In the November 1936 presidential election, President Franklin Delano Roosevelt was reelected for a second term in a landslide victory over his Republican opponent, Kansas Governor Alf Landon.
Roosevelt received more than 60% of the vote and won in all but two states – Maine and Vermont.
On November 4, 1936, the day after the election, Roosevelt’s campaign manager James A. Farley gave reporters what would now be called a good sound bite.
“As Maine goes, so goes Vermont,” he quipped.
Farley’s witty remark soon became a famous humorous political quotation.
It was especially funny to political observers because it’s a take-off on the older saying: “As Maine goes, so goes the nation.”
What’s the origin of that venerable political proverb?
It is sometimes claimed to be based on the fact that Maine was the first state to enact a law prohibiting alcohol in 1851.
For example, an article published in the Boston Globe in 2000 said it “was coined at the peak of the state’s 19th-century temperance movement, in an era when New England shaped national opinion on fundamental issues from slavery to child labor to women's suffrage.”
But that temperance theory is wrong.
Nor is the saying based on Mainers’ record on votes for president.
In fact, historically, Mainers have voted for a higher percentage of losing presidential candidates than many other states.
The saying “As Maine goes, so goes the nation” primarily stems from the fact that Maine once held its state elections for Governor, U.S. Senators and Congressmen and other non-presidential offices in September – two months before other states.

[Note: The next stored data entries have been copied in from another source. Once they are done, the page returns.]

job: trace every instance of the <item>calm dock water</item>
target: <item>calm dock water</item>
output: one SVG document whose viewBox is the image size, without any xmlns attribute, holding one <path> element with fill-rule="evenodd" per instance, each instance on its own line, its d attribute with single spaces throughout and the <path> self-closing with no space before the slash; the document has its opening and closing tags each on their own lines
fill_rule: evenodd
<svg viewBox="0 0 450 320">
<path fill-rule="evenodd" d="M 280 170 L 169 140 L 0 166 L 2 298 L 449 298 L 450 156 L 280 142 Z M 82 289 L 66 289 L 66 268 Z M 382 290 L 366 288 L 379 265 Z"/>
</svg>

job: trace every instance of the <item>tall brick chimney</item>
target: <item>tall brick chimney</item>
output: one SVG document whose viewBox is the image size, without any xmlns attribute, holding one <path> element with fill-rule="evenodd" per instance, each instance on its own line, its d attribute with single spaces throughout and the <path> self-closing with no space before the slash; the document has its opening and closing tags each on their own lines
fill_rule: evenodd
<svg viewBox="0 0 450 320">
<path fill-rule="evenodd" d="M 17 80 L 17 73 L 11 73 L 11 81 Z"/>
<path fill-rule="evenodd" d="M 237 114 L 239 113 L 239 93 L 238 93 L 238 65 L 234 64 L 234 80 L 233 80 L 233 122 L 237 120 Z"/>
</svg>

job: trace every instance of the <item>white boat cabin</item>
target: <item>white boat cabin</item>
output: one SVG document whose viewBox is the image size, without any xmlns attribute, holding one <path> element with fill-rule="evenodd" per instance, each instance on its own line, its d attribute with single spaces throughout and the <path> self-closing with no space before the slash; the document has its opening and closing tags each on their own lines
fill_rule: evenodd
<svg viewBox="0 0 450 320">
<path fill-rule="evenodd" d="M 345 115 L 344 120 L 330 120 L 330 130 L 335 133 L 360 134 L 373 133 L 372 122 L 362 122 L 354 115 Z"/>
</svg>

The outcome of this unique early election was seen as an indication of how the political winds were blowing in general for the Democrat and Republican parties.
Maine’s September election, on the second Monday of the month, was created in its constitution in 1820, when it split from Massachusetts to became a separate state.

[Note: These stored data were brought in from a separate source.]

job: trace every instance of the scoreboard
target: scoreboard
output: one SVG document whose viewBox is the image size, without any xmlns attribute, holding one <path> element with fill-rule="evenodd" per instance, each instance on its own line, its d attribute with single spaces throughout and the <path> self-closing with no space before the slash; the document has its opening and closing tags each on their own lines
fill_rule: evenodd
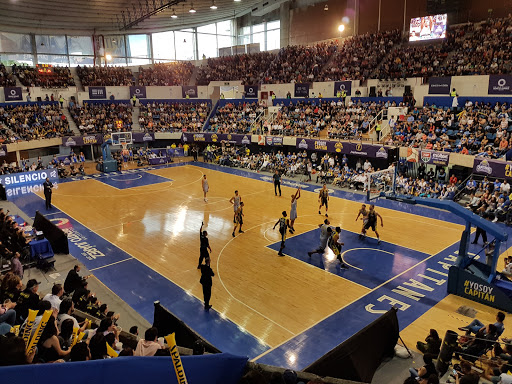
<svg viewBox="0 0 512 384">
<path fill-rule="evenodd" d="M 36 69 L 37 69 L 37 72 L 39 72 L 42 75 L 53 74 L 53 65 L 51 65 L 51 64 L 37 64 Z"/>
</svg>

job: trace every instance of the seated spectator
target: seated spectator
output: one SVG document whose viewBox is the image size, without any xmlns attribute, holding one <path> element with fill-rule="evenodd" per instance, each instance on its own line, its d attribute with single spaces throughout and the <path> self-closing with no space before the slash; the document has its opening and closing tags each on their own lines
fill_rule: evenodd
<svg viewBox="0 0 512 384">
<path fill-rule="evenodd" d="M 96 333 L 89 342 L 91 360 L 102 360 L 107 356 L 107 342 L 103 333 Z"/>
<path fill-rule="evenodd" d="M 411 374 L 411 377 L 417 377 L 421 382 L 421 380 L 430 378 L 431 375 L 437 376 L 437 370 L 432 362 L 432 358 L 433 356 L 430 354 L 423 355 L 423 362 L 425 365 L 418 369 L 410 368 L 409 373 Z"/>
<path fill-rule="evenodd" d="M 0 366 L 32 364 L 34 353 L 27 355 L 25 340 L 14 334 L 0 336 Z"/>
<path fill-rule="evenodd" d="M 501 336 L 503 331 L 505 330 L 505 326 L 503 321 L 505 320 L 505 314 L 503 312 L 498 312 L 496 314 L 496 322 L 494 323 L 494 327 L 496 327 L 497 336 Z M 477 334 L 479 331 L 485 333 L 486 326 L 478 319 L 473 320 L 469 325 L 465 327 L 460 327 L 459 330 L 466 331 L 466 334 L 470 335 L 471 333 Z"/>
<path fill-rule="evenodd" d="M 418 341 L 416 343 L 416 348 L 422 353 L 428 353 L 434 357 L 439 355 L 441 349 L 442 340 L 439 338 L 437 331 L 435 329 L 431 329 L 429 335 L 425 338 L 425 343 Z"/>
<path fill-rule="evenodd" d="M 39 295 L 37 290 L 41 284 L 36 279 L 30 279 L 27 282 L 27 287 L 23 292 L 20 293 L 16 305 L 16 315 L 18 317 L 17 322 L 23 323 L 28 316 L 28 310 L 37 310 L 39 306 Z"/>
<path fill-rule="evenodd" d="M 75 290 L 82 287 L 82 283 L 87 277 L 81 277 L 78 273 L 80 272 L 80 265 L 75 265 L 72 270 L 68 272 L 66 280 L 64 280 L 64 291 L 66 294 L 71 294 Z"/>
<path fill-rule="evenodd" d="M 84 103 L 69 107 L 80 133 L 108 133 L 132 129 L 132 106 L 128 103 Z"/>
<path fill-rule="evenodd" d="M 54 284 L 52 287 L 52 293 L 46 294 L 45 297 L 43 297 L 43 300 L 49 301 L 52 308 L 58 312 L 60 303 L 62 302 L 62 295 L 64 295 L 64 287 L 62 284 Z"/>
<path fill-rule="evenodd" d="M 68 67 L 52 67 L 51 72 L 39 71 L 33 67 L 15 67 L 13 71 L 25 87 L 68 88 L 75 85 L 75 80 Z M 46 95 L 46 101 L 50 98 Z"/>
<path fill-rule="evenodd" d="M 139 67 L 139 85 L 187 85 L 193 71 L 194 65 L 188 61 L 156 63 L 152 68 Z"/>
<path fill-rule="evenodd" d="M 139 124 L 146 132 L 200 132 L 210 114 L 208 103 L 146 103 Z"/>
<path fill-rule="evenodd" d="M 70 351 L 64 351 L 61 348 L 58 336 L 57 319 L 52 315 L 37 343 L 38 361 L 49 363 L 69 355 Z"/>
<path fill-rule="evenodd" d="M 82 326 L 79 325 L 78 320 L 73 317 L 73 312 L 75 310 L 73 301 L 69 298 L 62 300 L 59 308 L 59 315 L 57 316 L 57 326 L 59 330 L 62 331 L 62 323 L 66 320 L 71 320 L 73 322 L 73 328 L 78 328 L 78 334 L 84 332 L 87 327 L 91 324 L 91 320 L 84 321 Z"/>
<path fill-rule="evenodd" d="M 69 361 L 87 361 L 91 360 L 91 351 L 86 342 L 76 343 L 69 353 Z"/>
<path fill-rule="evenodd" d="M 135 356 L 154 356 L 155 352 L 162 349 L 158 343 L 158 330 L 155 327 L 148 328 L 144 333 L 144 339 L 139 340 L 135 348 Z"/>
<path fill-rule="evenodd" d="M 76 73 L 84 87 L 135 85 L 132 71 L 124 67 L 76 67 Z"/>
</svg>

In presidential election years, Mainers also went back to the polls in November to vote on the presidential race.
In 1957, Maine changed its election law and, in 1960, started holding all general elections on the same November election dates as other states.

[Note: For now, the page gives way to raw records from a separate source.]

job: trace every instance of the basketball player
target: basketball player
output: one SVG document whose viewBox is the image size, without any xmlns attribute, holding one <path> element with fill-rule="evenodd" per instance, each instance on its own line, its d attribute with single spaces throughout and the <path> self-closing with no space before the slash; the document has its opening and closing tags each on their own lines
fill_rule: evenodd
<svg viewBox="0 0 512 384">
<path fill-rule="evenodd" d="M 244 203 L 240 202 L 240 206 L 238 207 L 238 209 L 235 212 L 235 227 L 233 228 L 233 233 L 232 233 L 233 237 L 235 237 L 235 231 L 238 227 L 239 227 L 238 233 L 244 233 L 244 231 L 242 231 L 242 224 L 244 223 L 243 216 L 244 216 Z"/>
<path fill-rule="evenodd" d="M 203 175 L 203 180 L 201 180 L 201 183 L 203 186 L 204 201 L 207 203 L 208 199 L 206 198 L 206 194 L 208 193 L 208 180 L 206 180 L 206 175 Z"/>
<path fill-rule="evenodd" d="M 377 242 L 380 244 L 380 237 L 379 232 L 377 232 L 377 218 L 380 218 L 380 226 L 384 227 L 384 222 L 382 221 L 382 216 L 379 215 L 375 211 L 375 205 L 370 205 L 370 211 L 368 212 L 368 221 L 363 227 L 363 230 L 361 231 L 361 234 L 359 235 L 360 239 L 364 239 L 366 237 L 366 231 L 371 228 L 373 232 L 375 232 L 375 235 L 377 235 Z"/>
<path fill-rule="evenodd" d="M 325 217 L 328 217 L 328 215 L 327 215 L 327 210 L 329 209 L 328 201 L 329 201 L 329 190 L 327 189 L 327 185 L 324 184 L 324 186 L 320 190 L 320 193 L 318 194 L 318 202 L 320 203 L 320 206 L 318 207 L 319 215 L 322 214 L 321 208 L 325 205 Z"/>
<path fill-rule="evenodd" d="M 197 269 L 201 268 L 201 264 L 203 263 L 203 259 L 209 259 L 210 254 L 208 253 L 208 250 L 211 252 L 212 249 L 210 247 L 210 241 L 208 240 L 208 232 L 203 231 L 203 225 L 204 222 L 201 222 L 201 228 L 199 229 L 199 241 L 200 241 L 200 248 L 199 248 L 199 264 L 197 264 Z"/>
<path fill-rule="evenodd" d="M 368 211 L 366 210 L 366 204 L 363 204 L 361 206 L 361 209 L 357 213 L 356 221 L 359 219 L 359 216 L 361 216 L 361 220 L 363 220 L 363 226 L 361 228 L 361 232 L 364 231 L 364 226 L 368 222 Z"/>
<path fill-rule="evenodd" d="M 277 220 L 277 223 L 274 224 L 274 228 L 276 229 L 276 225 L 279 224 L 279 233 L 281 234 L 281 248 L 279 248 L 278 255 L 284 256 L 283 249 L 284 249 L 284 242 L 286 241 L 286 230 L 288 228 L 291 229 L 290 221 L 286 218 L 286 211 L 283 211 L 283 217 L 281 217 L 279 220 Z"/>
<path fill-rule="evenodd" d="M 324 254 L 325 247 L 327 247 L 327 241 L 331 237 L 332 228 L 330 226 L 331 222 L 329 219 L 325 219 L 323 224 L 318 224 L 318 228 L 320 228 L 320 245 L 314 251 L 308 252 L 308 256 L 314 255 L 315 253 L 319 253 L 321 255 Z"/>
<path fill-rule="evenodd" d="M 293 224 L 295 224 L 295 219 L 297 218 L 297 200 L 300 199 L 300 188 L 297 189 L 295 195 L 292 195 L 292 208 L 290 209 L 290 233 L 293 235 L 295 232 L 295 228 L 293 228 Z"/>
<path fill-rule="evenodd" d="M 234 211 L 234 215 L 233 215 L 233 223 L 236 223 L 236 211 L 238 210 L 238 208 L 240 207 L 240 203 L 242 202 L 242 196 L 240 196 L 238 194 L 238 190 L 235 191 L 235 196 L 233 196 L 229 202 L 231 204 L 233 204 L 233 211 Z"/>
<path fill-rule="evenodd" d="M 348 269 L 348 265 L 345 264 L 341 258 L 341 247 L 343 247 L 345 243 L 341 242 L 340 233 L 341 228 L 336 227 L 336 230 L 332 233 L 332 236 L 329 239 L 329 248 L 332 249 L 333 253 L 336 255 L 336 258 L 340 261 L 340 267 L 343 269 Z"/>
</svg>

But even though Maine’s old September election tradition is gone, the saying “As Maine goes, so goes the nation” has lived on – as has James Farley’s update, “As Maine goes, so goes Vermont.”
In 1972, some observers thought Maine gave a different sign of things to come in politics when it passed a law making it the first state to allow its electoral vote to be split. Under that law, the winner of each congressional district gets one electoral vote, and the winner of the statewide vote gets the state's remaining two electoral votes.
Supporters of that law touted it as a more democratic alternative to the traditional system of having all of a state’s electoral votes go to the presidential candidate who gets the most votes statewide.
As it turned out, the nation didn’t go that way. In 1996, Nebraska became the only other state to pass a similar law, though I don’t think it led anyone to start saying: “As Maine goes so goes Nebraska.”